Port-Soudan se situe entre les abruptes collines de la mer Rouge à l’ouest et une basse plaine côtière à l’est. Avec seulement environ 200 millimètres de pluie par an et une évaporation très élevée, l’eau de surface est presque absente. Les populations dépendent des eaux souterraines stockées dans deux types principaux de réservoirs : des dépôts alluviaux superficiels constitués de sable et de gravier le long des lits de rivières asséchées (wadis) et de la plaine côtière, et des roches du socle fracturées et plus profondes, faites de matériaux cristallins anciens et durs. Les aquifères superficiels peuvent fournir des volumes appréciables d’eau douce mais sont vulnérables à l’intrusion d’eau salée venue de la mer. Les roches fracturées, fréquentes plus à l’intérieur des terres, retiennent moins d’eau et sont difficiles à prévoir car l’eau est confinée dans des fissures étroites et des zones altérées.

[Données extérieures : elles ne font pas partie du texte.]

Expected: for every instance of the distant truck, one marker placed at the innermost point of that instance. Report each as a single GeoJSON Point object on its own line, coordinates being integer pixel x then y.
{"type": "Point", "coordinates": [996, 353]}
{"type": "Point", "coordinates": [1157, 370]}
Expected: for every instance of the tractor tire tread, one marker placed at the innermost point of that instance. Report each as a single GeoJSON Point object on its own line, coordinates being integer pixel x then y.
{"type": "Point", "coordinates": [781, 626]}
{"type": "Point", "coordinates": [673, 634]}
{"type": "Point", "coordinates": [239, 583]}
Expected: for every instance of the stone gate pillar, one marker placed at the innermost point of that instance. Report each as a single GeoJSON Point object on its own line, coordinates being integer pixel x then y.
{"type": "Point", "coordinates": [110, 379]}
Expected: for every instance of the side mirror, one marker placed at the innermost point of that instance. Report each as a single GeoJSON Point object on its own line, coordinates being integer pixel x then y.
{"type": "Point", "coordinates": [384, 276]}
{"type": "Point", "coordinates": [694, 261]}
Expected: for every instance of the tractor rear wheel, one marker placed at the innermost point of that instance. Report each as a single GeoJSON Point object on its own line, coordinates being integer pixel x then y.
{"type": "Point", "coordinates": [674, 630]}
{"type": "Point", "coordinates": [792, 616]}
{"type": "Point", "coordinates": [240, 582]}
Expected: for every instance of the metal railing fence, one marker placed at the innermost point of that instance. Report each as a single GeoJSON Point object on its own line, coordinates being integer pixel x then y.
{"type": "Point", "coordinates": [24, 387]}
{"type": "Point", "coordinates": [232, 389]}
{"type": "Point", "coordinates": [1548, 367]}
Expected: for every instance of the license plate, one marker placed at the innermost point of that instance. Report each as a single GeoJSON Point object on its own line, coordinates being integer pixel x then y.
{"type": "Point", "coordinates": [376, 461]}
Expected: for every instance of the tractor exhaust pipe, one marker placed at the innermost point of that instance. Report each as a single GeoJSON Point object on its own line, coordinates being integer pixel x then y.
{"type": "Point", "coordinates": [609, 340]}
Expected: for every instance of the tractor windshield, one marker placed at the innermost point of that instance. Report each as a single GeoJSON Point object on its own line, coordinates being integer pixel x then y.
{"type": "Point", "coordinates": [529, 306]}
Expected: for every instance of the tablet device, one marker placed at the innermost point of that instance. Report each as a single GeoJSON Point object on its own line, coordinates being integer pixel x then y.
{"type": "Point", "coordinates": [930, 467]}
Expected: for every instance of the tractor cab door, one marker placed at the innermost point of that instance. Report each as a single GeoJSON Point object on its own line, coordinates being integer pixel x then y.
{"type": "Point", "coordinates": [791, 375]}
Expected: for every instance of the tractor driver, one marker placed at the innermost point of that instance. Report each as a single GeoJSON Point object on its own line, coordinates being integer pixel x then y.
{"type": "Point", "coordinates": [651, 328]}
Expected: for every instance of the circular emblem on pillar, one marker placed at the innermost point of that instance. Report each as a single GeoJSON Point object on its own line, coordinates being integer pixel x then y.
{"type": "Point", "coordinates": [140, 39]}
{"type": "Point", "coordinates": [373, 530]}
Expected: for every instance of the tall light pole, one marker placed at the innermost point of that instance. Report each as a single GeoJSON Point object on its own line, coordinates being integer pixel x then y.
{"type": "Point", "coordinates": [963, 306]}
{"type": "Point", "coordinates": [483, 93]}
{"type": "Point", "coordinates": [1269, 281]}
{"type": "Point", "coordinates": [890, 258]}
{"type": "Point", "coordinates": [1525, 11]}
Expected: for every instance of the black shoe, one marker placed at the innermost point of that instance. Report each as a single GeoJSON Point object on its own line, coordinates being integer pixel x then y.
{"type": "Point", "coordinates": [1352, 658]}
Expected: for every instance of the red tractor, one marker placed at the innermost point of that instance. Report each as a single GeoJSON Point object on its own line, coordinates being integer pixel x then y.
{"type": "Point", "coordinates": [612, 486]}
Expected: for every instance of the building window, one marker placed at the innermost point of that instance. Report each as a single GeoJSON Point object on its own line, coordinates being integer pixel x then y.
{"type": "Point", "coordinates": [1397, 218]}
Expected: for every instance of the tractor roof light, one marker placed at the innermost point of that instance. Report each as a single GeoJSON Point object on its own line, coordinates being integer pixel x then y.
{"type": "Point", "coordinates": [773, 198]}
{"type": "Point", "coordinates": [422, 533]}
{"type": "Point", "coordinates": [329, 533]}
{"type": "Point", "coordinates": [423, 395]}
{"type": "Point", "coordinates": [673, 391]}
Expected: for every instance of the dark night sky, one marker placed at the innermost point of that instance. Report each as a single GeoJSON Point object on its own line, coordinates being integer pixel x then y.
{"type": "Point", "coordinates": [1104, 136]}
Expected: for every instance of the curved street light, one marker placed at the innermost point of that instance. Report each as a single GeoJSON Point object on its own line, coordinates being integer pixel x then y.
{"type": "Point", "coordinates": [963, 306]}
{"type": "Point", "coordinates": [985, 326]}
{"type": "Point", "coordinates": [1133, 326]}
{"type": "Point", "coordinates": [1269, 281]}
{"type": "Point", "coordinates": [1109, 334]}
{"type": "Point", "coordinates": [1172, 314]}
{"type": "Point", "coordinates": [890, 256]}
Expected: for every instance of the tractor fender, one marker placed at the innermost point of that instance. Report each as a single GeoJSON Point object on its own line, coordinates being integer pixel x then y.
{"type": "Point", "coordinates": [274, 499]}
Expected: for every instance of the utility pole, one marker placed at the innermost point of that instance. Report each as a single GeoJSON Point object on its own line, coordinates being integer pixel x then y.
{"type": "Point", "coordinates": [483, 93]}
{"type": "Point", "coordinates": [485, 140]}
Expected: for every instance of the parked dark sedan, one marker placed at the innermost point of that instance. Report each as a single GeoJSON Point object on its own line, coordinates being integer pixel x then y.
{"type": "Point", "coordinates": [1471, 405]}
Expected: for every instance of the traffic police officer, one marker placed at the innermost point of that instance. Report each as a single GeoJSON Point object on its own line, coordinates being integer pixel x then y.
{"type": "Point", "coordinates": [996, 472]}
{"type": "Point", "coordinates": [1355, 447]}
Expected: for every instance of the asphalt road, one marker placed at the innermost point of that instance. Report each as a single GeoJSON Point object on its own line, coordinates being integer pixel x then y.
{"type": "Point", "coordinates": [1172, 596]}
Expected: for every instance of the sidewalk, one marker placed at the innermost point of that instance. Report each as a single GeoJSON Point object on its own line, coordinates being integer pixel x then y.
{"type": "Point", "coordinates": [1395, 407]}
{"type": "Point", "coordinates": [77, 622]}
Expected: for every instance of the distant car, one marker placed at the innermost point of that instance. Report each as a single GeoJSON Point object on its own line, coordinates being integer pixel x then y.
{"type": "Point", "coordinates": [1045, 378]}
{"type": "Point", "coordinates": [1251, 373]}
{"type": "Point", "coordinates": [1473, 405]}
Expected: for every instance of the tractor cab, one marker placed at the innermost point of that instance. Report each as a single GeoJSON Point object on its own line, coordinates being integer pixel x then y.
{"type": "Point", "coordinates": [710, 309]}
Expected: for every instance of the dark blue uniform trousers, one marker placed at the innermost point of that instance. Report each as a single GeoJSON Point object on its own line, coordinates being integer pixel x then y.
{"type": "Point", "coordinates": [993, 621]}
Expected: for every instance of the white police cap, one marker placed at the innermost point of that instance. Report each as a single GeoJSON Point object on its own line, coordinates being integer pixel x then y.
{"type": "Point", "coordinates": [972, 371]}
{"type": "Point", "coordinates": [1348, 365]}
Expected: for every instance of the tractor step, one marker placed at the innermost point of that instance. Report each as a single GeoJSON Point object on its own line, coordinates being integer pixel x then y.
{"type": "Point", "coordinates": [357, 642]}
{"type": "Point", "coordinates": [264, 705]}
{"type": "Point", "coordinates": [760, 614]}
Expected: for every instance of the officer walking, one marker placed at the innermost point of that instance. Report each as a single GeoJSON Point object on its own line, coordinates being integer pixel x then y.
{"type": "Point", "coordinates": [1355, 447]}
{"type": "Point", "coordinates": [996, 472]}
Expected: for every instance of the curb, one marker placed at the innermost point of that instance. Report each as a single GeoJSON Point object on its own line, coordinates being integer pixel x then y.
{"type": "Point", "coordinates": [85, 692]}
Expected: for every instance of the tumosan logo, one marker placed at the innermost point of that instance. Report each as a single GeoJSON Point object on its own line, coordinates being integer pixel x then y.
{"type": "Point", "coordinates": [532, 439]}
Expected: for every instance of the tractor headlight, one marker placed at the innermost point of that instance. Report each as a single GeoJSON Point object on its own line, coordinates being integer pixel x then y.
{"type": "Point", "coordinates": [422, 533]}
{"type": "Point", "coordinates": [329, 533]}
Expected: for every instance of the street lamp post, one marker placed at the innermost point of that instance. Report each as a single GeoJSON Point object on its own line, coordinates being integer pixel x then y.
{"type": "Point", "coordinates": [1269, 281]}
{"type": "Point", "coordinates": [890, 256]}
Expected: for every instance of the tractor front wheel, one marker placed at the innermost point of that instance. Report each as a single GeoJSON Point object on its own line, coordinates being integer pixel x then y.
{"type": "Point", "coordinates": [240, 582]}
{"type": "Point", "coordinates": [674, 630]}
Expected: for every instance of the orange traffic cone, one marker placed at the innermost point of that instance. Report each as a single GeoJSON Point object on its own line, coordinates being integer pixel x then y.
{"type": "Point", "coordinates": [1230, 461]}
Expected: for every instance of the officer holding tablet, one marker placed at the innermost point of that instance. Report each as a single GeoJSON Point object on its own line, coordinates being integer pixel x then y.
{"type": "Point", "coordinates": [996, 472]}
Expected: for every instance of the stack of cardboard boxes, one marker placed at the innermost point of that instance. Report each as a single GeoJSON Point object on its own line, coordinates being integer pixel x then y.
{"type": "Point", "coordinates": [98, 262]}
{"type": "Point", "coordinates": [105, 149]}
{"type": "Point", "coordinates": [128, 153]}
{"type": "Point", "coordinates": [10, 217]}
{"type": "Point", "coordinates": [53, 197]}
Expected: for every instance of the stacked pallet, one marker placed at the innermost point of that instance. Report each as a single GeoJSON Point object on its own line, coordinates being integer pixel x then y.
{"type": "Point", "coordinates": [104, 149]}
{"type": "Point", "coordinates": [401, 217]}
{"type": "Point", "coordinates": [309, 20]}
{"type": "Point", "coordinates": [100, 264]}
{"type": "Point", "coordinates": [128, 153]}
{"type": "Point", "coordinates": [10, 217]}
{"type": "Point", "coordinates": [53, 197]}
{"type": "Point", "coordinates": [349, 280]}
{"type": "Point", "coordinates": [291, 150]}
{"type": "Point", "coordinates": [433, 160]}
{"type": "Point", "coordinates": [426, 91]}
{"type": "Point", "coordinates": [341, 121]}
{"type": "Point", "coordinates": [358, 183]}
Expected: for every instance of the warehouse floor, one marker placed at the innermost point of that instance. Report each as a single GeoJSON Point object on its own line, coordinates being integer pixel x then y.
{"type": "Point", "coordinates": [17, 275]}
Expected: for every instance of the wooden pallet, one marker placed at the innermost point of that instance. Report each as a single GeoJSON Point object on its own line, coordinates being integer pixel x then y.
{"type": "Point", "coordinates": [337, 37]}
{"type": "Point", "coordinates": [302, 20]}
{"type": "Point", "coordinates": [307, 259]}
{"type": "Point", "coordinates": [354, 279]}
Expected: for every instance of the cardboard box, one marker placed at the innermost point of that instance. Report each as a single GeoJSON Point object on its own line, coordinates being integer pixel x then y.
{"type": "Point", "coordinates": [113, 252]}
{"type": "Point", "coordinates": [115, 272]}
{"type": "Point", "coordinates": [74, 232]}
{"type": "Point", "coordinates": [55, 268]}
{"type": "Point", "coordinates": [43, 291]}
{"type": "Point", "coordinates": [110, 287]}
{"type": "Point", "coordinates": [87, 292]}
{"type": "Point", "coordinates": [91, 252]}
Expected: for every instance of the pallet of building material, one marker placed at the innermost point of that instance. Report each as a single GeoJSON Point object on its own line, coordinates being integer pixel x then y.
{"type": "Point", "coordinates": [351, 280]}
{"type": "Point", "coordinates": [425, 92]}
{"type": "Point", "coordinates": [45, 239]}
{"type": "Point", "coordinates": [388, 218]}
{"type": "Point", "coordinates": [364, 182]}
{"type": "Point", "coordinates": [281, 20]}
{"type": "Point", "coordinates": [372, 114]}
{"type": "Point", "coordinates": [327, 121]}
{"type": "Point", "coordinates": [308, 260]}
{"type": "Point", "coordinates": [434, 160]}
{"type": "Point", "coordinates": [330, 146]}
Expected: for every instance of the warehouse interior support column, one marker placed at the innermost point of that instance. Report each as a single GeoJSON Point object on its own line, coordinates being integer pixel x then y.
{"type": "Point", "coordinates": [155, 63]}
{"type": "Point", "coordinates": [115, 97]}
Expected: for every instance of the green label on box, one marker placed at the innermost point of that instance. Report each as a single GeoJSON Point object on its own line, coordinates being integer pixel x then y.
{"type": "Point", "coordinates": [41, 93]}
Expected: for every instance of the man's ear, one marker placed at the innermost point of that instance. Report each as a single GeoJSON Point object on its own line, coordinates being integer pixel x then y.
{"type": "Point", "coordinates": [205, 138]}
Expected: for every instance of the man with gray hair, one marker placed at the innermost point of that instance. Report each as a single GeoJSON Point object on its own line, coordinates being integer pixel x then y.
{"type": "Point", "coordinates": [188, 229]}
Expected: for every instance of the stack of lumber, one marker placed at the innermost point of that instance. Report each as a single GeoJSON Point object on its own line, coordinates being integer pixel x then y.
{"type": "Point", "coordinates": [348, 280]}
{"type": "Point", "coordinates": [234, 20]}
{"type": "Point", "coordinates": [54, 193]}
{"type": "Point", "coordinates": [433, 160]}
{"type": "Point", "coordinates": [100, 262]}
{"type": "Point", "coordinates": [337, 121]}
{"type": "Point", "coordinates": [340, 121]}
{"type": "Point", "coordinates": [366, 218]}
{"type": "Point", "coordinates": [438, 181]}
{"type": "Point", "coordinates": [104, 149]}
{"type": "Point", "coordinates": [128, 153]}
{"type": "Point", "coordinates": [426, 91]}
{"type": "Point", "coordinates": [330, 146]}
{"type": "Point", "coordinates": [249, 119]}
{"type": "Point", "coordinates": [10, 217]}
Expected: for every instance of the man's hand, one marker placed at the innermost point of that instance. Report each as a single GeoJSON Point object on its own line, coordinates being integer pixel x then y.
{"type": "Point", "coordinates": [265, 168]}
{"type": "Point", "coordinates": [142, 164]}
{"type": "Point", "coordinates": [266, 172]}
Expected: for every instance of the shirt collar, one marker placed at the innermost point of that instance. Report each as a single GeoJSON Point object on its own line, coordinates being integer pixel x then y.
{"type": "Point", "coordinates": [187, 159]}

Utiliser la gravité pour voir les structures souterraines

Beaucoup de cassures et fissures qui contrôlent les circulations d’eau se trouvent profondément sous la surface et ne laissent aucune trace visible facilement détectable par satellite ou sur le terrain. Pour les révéler, les chercheurs ont utilisé des données gravimétriques satellitaires, qui enregistrent de très faibles variations de l’attraction terrestre causées par des différences de densité des roches. Après correction des effets de terrain, ils ont séparé les tendances de fond profondes et lisses des anomalies plus superficielles et plus nettes liées aux structures locales. En appliquant plusieurs filtres de détection de bords et une technique appelée déconvolution d’Euler, ils ont tracé des réseaux de fractures et de failles invisibles et estimé leurs profondeurs. Le résultat est une carte détaillée de linéaments — longues zones étroites où les roches sont brisées et potentiellement plus aptes à stocker et transmettre l’eau souterraine.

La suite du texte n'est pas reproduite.